Bogdanovic wurde im vierten Spiel der Begegnung gebrochen, um Roger mit 3-1 nach oben zu treiben, und wehrte im achten Spiel drei Satzpunkte ab, bevor Federer den ersten Satz im nächsten nach 27 Minuten schloss. Der Schweizer eröffnete den zweiten Satz mit einem weiteren Break, servierte gut und beendete ihn nach einem weiteren erfolgreichen Rückspiel mit 5: 3, um einen massiven Vorteil zu eröffnen.

Bogdanovic hatte nichts mehr im Tank, so dass Federer im dritten Satz 6:0 erzielte und in die zweite Runde einzog, wo er auf Alejandro Falla treffen würde.

Federer hat in Wimbledon 2004 gegen Bogdanovic einen starken Start hingelegt

"Es ist wichtig, in der ersten Runde einen guten Start zu haben; wenn man entspannt ist, kann man auf einem konstanten Niveau spielen oder riskantere Schläge versuchen.

Das gibt einem ein gutes Gefühl, und das ist auch heute passiert, besonders als ich gesehen habe, dass Alex bei meinem Aufschlag nicht viel ausrichten kann. Ich habe versucht, ruhig zu bleiben und meine Wimbledon-Rückkehr zu genießen, und ich kann mein nächstes Spiel kaum erwarten.

Ich habe keine Zweifel an meinem Spiel, und das lässt mich gut spielen. Ich habe heute etwas sicherer gespielt, das Tempo von der Grundlinie aus kontrolliert und nicht so oft ins Netz geeilt. Ich werde wahrscheinlich im Rest der Veranstaltung mehr aufschlagen und volley.

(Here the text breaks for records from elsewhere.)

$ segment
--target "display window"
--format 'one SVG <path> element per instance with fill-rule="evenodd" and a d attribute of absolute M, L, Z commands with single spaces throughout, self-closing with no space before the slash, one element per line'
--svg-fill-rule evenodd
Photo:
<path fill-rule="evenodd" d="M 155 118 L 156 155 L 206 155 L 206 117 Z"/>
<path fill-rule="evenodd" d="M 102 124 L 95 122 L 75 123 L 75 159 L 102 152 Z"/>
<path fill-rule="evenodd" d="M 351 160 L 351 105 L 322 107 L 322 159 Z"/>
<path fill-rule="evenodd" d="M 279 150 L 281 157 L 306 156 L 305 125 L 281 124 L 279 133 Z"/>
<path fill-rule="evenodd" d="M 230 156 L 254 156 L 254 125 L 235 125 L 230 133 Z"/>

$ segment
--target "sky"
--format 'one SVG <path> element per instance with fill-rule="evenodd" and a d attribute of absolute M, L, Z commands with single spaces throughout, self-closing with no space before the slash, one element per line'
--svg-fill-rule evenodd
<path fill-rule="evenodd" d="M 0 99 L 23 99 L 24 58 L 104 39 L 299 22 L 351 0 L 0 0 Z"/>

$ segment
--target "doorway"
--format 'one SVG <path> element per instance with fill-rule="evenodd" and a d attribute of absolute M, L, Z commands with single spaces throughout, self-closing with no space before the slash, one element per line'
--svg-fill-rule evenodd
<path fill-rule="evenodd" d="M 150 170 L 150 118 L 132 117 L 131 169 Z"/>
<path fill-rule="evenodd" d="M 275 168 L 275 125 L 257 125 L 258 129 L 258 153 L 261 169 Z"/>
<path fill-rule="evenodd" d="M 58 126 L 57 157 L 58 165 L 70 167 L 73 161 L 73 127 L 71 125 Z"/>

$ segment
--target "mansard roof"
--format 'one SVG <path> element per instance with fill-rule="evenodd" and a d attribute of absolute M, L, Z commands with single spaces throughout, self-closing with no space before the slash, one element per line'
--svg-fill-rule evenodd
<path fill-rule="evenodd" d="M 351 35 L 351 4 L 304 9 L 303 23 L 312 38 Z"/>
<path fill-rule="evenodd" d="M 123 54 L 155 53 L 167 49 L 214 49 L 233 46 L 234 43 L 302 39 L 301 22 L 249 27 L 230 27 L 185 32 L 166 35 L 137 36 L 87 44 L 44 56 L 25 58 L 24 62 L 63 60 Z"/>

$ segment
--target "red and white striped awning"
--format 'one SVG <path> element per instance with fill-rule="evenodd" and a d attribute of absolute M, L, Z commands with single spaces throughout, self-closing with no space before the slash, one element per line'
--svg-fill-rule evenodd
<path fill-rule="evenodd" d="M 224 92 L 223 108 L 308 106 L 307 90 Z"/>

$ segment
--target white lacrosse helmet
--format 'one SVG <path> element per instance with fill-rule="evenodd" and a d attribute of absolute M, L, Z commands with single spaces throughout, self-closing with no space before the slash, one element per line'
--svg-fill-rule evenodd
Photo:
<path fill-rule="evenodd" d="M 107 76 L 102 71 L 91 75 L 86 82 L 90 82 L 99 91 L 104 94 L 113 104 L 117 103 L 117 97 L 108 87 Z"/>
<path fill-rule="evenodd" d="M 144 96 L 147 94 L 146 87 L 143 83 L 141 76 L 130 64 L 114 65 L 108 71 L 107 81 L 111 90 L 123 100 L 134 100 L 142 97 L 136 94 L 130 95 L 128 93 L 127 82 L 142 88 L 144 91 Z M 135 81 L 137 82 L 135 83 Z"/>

Alex trifft den Ball gut, aber es war nicht leicht für ihn, mir auf dem Center Court vor den heimischen Fans gegenüberzutreten. Er muss an seiner körperlichen Stärke und am mentalen Aspekt arbeiten; es fehlt ihm an Erfahrung.

Ich dachte, Alex würde seine Vorhand mehr benutzen, aber seine Rückhand ist auch sehr solide. Das Gras war ausgezeichnet und der Platz und die Linien sind immer noch perfekt; es fühlte sich gut an, heute zu spielen.

Als ich über den Platz ging, erinnerte ich mich für einen Moment an das letzte Jahr und konzentrierte mich auf das Match direkt danach. Meine Auslosung sieht auch für die zweite Runde gut aus, und danach sollte es härter werden", sagte Roger Federer.